Crashes in HJWASM but works well in JWASM

aw27 · March 15, 2017, 10:50:28 PM

My stake on this is that you are wrong, not just a little bit wrong, but near 100% wrong.
1) IMHO, you should not use AVX instructions (vmovdqu) without making sure the OS supports AVX. Does XP support AVX? Does Vista support AVX? Does 2008 support AVX? NO!
2) Even when the OS supports AVX, it turns out to be a BIG performance penalty to mix AVX and SSE instructions (ref:Intel books).
3) Vector calls will not solve anything. Soon or later you will need to save data to memory because even 16 XMM registers are not always enough, or turn out to be a confusing mess, and you will thank God to have aligned memory to use.

jj2007 · March 15, 2017, 10:54:02 PM

Quote from: johnsa on March 15, 2017, 10:30:34 PMI did think about that, automatically re-arranging the simd aligned items to occur first, which is totally do-able, but I'm not sure I like the idea of the assembler doing it's own thing that much.

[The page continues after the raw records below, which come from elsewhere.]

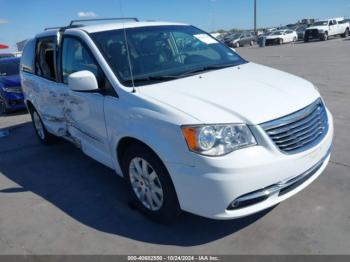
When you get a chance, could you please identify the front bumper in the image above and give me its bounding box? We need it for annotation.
[166,112,333,219]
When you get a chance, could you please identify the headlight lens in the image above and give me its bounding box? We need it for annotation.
[182,124,257,156]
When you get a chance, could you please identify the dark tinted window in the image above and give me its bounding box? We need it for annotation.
[0,58,19,76]
[35,38,56,80]
[21,39,35,73]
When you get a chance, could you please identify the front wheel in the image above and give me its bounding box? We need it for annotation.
[121,144,181,223]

I agree, it should be transparent.

Code Select

MyTest proc arg1, arg2
LOCAL MyDword:DWORD
ALIGN 16
LOCAL MyXmmword:XMMWORD

Problem is that the "natural" syntax as shown above is FAKE: the align 16 does ... nothing. In HJWasm, in AsmC and in ML64. And this bug crept in decades before you started to work on JWasm :(

aw27 · March 15, 2017, 10:54:32 PM

Quote from: jj2007 on March 15, 2017, 09:43:13 PM
Correct. One could limit the align 16 to OWORD variables, though. Or insert an align 16 in the right place:

You can't align stack (local) variables that way. align 16 does not work

jj2007 · March 15, 2017, 11:26:04 PM

Quote from: aw27 on March 15, 2017, 10:54:32 PMYou can't align stack (local) variables that way. align 16 does not work

I see that. An intelligent assembler would throw a syntax error, though, instead of letting the coder believe that it aligns the variable.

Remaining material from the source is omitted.